Vinyl, chloropropyl, and mercaptopropyl functionalized particles were prepared by a two-step acidic/alk. catalyzed co-hydrolysis/condensation of methyltrimethoxysilane with a different silane precursor that carries chem. reactive functional group including vinyl, chloropropyl, and mercaptopropyl, resp. The morphol., pore structure, and functional groups of the synthesized packings were studied by SEM, nitrogen adsorption-desorption measurements, and solid-state 13C 29Si NMR spectroscopy, resp. The particles show ordered sphere, narrow particle size distribution, and mesoporous structure. The carbon contents of the microspheres are in the range of 17-19%, comparable to those of octadecyl-bonded silica packings. The three-kind of microspheres were directly used as packing materials for high-performance liquid chromatog. without size classification. The chromatog. performance of the columns was evaluated and compared with a com. available C18 phase. The results revealed that these columns possess typical reversed-phase chromatog. properties with increased hydrophobicity than polymethylsilsesquioxane and sym. peaks for basic compounds They were applied to the simultaneous separation of combination bendazol hydrochlorothiazide capsules containing polar and basic drugs with peaks identified by tandem with mass spectrometry. In general, a novel method is provided for the synthesis of different methyltrimethoxysilane-derived microspheres for high-performance liquid chromatog., which are advantageous for separating basic compounds

Journal of Separation Sciencepublished new progress about Chromatographic stationary phases (base-deactivated and alk.-resistant). 6882-68-4 belongs to class naphthyridine, and the molecular formula is C15H24N2O, Electric Literature of 6882-68-4.

Referemce:
1,8-Naphthyridine – Wikipedia,
1,8-Naphthyridine | C8H6N2 – PubChem

Li, Jian-Chun; Zhang, Zhi-Jun; Liu, Dan; Jiang, Ming-Yan; Li, Rong-Tao; Li, Hong-Mei published the artcile< Quinolizidine alkaloids from the roots of Sophora flavescens>, HPLC of Formula: 6882-68-4, the main research area is quinolizidine alkaloid isolation Sophora flavescens cancer inflammation; Sophora; Sophora flavescens Alt; anti-inflammation; cytotoxicity; quinolizidine alkaloids.
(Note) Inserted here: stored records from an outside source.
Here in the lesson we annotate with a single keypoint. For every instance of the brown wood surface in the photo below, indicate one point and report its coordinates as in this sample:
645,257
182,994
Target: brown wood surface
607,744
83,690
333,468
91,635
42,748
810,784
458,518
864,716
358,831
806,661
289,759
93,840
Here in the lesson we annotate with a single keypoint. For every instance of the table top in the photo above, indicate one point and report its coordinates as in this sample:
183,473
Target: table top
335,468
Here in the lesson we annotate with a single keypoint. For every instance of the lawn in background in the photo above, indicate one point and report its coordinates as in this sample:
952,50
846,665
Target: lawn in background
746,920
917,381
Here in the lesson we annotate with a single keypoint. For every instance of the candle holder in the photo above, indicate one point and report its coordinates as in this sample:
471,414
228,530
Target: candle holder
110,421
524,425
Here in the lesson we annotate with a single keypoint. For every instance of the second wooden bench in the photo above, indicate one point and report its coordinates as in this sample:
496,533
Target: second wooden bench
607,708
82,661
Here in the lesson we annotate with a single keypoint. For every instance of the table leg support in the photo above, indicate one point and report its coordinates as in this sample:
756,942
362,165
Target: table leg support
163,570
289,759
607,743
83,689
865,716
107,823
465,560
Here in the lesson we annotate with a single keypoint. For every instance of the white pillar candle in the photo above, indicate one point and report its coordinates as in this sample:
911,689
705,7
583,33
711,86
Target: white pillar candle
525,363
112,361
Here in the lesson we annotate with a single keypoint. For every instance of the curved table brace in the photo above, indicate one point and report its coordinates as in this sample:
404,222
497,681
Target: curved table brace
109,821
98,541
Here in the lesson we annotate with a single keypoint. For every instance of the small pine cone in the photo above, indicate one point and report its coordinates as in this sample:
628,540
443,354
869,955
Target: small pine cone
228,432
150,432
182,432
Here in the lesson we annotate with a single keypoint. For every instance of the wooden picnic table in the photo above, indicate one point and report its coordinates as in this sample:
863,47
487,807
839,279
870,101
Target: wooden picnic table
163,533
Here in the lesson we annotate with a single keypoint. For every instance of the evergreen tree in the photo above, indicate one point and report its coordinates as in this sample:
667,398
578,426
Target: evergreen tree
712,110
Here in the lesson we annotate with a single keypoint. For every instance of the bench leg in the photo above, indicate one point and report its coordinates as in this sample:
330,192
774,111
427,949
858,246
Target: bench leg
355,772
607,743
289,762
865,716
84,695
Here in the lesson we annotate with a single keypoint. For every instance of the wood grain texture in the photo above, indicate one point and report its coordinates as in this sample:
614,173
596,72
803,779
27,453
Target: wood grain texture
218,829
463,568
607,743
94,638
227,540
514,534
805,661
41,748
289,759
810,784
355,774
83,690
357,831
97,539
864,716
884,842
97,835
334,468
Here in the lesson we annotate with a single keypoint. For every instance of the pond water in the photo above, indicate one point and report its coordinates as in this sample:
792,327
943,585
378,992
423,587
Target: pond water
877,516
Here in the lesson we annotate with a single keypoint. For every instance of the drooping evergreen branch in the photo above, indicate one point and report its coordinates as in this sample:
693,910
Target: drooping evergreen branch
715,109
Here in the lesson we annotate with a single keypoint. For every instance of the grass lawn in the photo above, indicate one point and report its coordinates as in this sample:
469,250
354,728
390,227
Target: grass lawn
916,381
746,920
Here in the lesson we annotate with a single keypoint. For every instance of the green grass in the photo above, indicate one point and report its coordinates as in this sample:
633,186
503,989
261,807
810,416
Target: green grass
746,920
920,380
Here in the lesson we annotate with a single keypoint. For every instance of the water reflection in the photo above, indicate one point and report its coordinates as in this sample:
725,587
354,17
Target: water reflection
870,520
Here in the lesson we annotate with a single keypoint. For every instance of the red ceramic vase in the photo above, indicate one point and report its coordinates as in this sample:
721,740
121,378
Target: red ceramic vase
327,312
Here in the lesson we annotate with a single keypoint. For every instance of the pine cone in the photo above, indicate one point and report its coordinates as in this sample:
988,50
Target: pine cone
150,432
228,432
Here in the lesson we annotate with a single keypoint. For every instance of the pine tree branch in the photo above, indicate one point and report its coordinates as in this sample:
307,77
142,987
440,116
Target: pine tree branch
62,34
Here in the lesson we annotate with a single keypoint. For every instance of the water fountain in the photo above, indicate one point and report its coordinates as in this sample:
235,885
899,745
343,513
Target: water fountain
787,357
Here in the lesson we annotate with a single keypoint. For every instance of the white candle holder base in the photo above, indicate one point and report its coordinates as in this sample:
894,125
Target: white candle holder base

Seventeen quinolizidine alkaloids, including a new matrine-type one, sophcence A, were isolated from the roots of Sophora flavescens Alt. The structure of compound was elucidated by means of 1D and 2D NMR, as well as HR-ESI-MS spectroscopic data. The NMR data of (-)-Δ7-dehydrosophoramine () and oxy-N-methylcytisine () were reported for the first time. In addition, (+)-sophoranol () exhibited moderate inhibition on lipopolysaccharide (LPS)-induced nitric oxide (NO) production in RAW 264.7 macrophages with IC50 value of 22.14 μM, while lupanine () was found to inhibit the growth of human glioma stem cells GSC-3# at 20 μg/mL.

Natural Product Researchpublished new progress about Alkaloids Role: NPO (Natural Product Occurrence), PAC (Pharmacological Activity), PUR (Purification or Recovery), THU (Therapeutic Use), BIOL (Biological Study), OCCU (Occurrence), PREP (Preparation), USES (Uses). 6882-68-4 belongs to class naphthyridine, and the molecular formula is C15H24N2O, HPLC of Formula: 6882-68-4.

Referemce:
1,8-Naphthyridine – Wikipedia,
1,8-Naphthyridine | C8H6N2 – PubChem

Zhao, Wu-li; Xing, Yan; Ye, Cheng; Qiu, Yu-han; Li, Yi; Liu, Xiu-jun; Wang, Meng-yan; Bi, Chong-wen; Song, Dan-qing; Shao, Rong-guang published the artcile< The novel sophoridine derivate IMB-HDC induced lessened phosphorylation of STAT5a at 694 and 780 and promoted DNA breakage and cell apoptosis via blocking STAT5a nuclear translocation>, Category: naphthyridine, the main research area is cancer cell apoptosis sophoridine derivate STAT5a DNA breakage; DNA breakage; STAT5a; anticancer; nuclear location; shuttle.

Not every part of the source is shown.